SOLIDE ERFOLGE IM OSTEN

So wie Protestierende in Westeuropa äußern auch Bürger im Osten des Kontinents ihren Zorn über eine Reihe von Problemen, unter anderem über harte Sparmaßnahmen, Privatisierungen, Korruption, Arbeitslosigkeit und die Zerstörung des Sozialstaates. Der Unterschied zwischen den beiden Regionen liegt in den verschiedenen Reaktionen der jeweiligen Regierungen auf die Forderungen. Denn während die demokratische Kultur Bulgariens von anderen Europäern oft kritisiert und infrage gestellt wird, hat der Rücktritt der Mitte-Rechts Regierung unter Bojko Borissow in Wirklichkeit die erstaunliche demokratische Reife des Landes bewiesen. 35 Tage lang versammelten sich Tausende in den bulgarischen Städten, um ihren Unmut über Phänomene auszudrücken, die in Südeuropa wohlbekannt sind: Vetternwirtschaft, Verfilzung und mangelnde Transparenz von Regierungsentscheidungen. Das bulgarische Volk erhob seine Stimme und die Beamten (einschließlich der Polizei) sowie einige Politiker, beispielsweise der bulgarische Präsident Rossen Plewneliew, standen an seiner Seite. 

Die meisten Analysten glauben, dass die Forderungen der Protestierenden zu einer kompletten Neuausrichtung und Reform des politischen Systems in Bulgarien führen werden. In der Türkei weiteten sich diesen Sommer Proteste zu einem Einzelthema – gegen die Verbauung eines Istanbuler Parks durch ein Einkaufszentrum – zu breiten Protesten und Opposition gegen die Regierung aus. Das Gleiche passierte in Bulgarien, wo 80 % der Bevölkerung angaben, hinter den Protesten zu stehen. Ihre Forderungen nach einem demokratischen Staat und einer objektiven Justiz haben gute Chancen, bis jetzt haben Proteste zum Fall der slowenischen und bulgarischen Regierungen Anfang des Jahres beigetragen und eine Gesundheitsreform in Rumänien zu Fall gebracht.

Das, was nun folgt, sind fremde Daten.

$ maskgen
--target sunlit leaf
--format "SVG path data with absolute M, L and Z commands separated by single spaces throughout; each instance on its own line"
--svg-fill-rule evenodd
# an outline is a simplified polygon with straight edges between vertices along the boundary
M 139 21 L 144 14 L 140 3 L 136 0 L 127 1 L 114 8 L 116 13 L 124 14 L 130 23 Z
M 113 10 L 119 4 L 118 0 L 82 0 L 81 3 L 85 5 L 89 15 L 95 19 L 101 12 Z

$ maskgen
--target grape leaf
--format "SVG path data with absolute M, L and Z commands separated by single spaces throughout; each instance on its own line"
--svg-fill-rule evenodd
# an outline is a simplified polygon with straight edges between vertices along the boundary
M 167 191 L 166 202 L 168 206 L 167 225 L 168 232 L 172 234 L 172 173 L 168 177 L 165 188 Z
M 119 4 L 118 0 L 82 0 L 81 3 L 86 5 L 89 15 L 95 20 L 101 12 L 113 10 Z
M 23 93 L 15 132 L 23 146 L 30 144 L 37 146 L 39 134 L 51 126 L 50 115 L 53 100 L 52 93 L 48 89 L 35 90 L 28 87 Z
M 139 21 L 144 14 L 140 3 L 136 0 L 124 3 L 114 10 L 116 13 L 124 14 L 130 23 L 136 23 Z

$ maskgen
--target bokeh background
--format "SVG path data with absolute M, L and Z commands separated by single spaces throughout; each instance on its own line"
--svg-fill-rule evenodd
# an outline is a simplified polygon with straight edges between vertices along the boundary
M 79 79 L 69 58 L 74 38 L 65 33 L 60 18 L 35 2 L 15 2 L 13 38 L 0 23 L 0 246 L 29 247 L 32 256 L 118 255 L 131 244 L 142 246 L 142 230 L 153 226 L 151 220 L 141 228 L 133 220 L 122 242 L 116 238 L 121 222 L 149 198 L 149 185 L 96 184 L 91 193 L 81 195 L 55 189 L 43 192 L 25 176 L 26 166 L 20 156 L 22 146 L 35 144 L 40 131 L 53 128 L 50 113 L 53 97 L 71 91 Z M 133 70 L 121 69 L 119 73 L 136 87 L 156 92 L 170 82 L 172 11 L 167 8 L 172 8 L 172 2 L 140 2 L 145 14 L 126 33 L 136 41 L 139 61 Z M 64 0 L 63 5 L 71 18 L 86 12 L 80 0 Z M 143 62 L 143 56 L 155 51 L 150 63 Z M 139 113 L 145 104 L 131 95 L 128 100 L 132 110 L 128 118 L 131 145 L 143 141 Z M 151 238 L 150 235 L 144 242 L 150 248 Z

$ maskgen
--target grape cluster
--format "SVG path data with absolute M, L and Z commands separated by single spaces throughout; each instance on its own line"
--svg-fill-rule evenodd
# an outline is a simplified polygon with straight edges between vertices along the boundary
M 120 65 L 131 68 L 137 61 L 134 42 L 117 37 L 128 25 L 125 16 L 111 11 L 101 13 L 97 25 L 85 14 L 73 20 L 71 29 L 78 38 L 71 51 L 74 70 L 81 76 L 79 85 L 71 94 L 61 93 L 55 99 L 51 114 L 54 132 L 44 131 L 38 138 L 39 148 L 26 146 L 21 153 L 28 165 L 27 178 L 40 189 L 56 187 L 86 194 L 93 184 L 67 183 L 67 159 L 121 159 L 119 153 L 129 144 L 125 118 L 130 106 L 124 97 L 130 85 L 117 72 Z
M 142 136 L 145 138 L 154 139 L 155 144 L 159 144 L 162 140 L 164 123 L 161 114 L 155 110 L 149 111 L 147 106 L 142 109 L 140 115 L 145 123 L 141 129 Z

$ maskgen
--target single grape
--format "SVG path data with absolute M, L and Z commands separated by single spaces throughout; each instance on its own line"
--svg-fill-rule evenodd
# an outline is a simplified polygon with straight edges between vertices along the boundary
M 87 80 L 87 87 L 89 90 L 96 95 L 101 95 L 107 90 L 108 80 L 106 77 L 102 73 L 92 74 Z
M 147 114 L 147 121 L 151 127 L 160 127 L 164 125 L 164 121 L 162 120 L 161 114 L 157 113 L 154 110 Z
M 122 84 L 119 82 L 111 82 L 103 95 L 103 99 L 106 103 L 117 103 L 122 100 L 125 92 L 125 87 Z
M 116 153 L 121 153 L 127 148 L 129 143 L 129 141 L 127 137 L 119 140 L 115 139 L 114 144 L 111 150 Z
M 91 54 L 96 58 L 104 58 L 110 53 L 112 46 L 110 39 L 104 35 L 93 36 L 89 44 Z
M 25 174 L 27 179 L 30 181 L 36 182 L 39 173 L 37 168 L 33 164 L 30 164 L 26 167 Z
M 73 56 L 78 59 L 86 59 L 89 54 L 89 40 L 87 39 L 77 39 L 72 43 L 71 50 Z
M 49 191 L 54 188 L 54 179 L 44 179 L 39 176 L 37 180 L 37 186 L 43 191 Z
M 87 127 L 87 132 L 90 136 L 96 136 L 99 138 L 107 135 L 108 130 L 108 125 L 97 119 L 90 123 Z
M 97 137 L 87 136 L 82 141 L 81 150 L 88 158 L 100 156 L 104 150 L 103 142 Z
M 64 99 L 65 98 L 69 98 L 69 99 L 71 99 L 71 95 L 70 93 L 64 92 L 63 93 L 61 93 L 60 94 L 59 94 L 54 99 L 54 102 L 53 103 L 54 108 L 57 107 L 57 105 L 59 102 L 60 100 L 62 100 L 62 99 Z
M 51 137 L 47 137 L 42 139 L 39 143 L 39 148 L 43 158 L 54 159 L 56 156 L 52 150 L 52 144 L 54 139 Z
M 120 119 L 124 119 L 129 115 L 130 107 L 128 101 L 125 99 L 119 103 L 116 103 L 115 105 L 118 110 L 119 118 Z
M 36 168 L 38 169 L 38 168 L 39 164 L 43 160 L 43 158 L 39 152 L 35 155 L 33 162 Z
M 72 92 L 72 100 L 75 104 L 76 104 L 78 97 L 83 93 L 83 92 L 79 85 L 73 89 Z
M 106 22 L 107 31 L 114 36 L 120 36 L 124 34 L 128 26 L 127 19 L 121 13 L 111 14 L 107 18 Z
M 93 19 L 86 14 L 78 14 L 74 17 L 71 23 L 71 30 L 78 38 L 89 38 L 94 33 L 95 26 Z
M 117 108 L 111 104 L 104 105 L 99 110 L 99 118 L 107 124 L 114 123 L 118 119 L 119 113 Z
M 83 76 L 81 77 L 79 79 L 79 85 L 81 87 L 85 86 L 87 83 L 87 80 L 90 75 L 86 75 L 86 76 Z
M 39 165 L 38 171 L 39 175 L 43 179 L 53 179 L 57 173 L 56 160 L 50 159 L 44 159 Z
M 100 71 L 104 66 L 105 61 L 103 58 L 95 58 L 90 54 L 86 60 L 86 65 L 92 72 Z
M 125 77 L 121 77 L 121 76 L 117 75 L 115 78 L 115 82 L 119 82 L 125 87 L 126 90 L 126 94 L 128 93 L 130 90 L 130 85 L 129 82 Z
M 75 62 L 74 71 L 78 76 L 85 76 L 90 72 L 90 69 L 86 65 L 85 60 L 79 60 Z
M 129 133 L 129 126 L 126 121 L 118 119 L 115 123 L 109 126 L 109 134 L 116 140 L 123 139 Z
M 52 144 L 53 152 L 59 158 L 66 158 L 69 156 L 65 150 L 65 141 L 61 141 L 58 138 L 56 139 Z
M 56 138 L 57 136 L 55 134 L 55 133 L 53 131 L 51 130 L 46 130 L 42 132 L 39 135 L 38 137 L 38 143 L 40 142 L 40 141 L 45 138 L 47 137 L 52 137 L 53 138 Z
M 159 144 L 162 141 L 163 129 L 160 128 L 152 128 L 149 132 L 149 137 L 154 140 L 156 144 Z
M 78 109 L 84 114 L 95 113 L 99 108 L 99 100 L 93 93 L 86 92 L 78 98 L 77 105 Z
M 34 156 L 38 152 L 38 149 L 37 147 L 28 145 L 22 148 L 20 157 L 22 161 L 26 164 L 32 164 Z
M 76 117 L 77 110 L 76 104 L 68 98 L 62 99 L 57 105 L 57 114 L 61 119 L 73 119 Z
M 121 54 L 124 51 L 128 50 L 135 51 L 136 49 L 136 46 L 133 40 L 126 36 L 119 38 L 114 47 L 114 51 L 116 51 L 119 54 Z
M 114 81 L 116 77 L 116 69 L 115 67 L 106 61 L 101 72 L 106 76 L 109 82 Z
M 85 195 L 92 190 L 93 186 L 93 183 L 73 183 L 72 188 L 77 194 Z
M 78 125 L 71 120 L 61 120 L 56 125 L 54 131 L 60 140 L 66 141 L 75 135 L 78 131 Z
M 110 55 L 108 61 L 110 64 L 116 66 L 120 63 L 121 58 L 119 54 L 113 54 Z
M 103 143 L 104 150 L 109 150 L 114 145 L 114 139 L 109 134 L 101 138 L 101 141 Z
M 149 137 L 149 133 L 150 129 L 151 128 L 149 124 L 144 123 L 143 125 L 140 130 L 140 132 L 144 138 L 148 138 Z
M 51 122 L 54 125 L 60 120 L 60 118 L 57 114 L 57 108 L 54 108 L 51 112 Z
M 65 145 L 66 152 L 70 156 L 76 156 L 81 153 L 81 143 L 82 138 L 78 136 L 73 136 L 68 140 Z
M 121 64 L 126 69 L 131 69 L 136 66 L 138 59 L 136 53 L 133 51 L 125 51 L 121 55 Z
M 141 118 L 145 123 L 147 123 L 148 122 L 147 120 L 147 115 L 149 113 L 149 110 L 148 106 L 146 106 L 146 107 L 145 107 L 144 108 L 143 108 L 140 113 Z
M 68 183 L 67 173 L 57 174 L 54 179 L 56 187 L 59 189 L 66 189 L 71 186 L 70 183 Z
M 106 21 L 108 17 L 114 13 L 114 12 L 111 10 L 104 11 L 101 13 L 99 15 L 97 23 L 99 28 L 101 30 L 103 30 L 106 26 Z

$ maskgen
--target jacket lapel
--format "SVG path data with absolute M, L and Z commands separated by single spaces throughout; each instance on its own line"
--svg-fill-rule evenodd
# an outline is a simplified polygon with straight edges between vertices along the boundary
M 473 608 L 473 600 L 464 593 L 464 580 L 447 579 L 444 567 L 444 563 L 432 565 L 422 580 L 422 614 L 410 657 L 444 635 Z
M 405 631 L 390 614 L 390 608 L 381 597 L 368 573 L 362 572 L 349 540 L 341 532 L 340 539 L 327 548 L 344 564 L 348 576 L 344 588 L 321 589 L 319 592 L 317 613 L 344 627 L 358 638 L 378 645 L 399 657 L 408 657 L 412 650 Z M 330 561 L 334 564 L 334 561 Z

Bulgarien und Rumänien, die von vielen immer noch als EU-Mitglieder zweiter Klasse betrachtet werden, zeigen, dass sie der Stimme des Volkes und der Zivilgesellschaft mehr Gewicht geben, als Länder wie Italien und Spanien. 

SPANIENS MALAISE

Auch in Spanien wurden wie in Bulgarien tausende Unterschriften für den Rücktritt der Regierung gesammelt, außerdem gab es massive Proteste. Anders als in Bulgarien hat die Regierung von Mariano Rajoy dem jedoch keinerlei Beachtung geschenkt. Die Reaktion des bulgarischen Premierministers Plamen Orescharski auf die Proteste – nämlich vorgezogene Neuwahlen anzusetzen – ist somit genau das, was man sich in Spanien erwarten würde. 

In Spanien haben seit dem 15. März 2011 unzählige Menschen protestiert. Die nach dem Beginn der Proteste benannte Bewegung 15-M hatte bisher jedoch noch keinen Erfolg. Rajoys Regierung, die seit 2012 im Amt ist, lehnt vorgezogene Neuwahlen ab. Im Laufe des letzten Jahres erschütterten zahlreiche Korruptionsfälle die spanische Regierungspartei. Die Gürtel- und Bárcenas-Affäre wiesen auf Verwicklungen führender Politiker der regierenden Volkspartei (PP) hin, bis hin zum Premierminister selbst. Bestechung, Geldwäsche und Steuerhinterziehung sind wesentliche Teile des Skandals, was dazu geführt hat, dass sogar Mitglieder der Regierungspartei die politische Atmosphäre Spaniens als „widerlich“ bezeichneten.

Das heutige Spanien ist völlig anders als das Land, das ich kannte, als ich 2009 nach Serbien ging. Heute säumen gut ausgebildete Menschen die Straßen und betteln um etwas Hilfe, um ihre Familien ernähren zu können. Fast 300.000 junge Menschen haben das Land auf der Suche nach grüneren Wiesen verlassen. Kinder gehen hungrig zur Schule und die Älteren werden von gierigen, lügenden Bankbeamten um ihre Ersparnisse betrogen, während die Regierung tatenlos zusieht. In so einer Situation kann nicht einmal die spanische Sonne die Qual einer Nation lindern, die seit Jahren erfolglos protestiert. Spanien und Bulgarien sehen sich beinahe den gleichen Schwierigkeiten gegenüber. Wie sich deren Politiker den Problemen stellen, wird entscheiden, ob die Not dieser Länder noch lange andauern muss.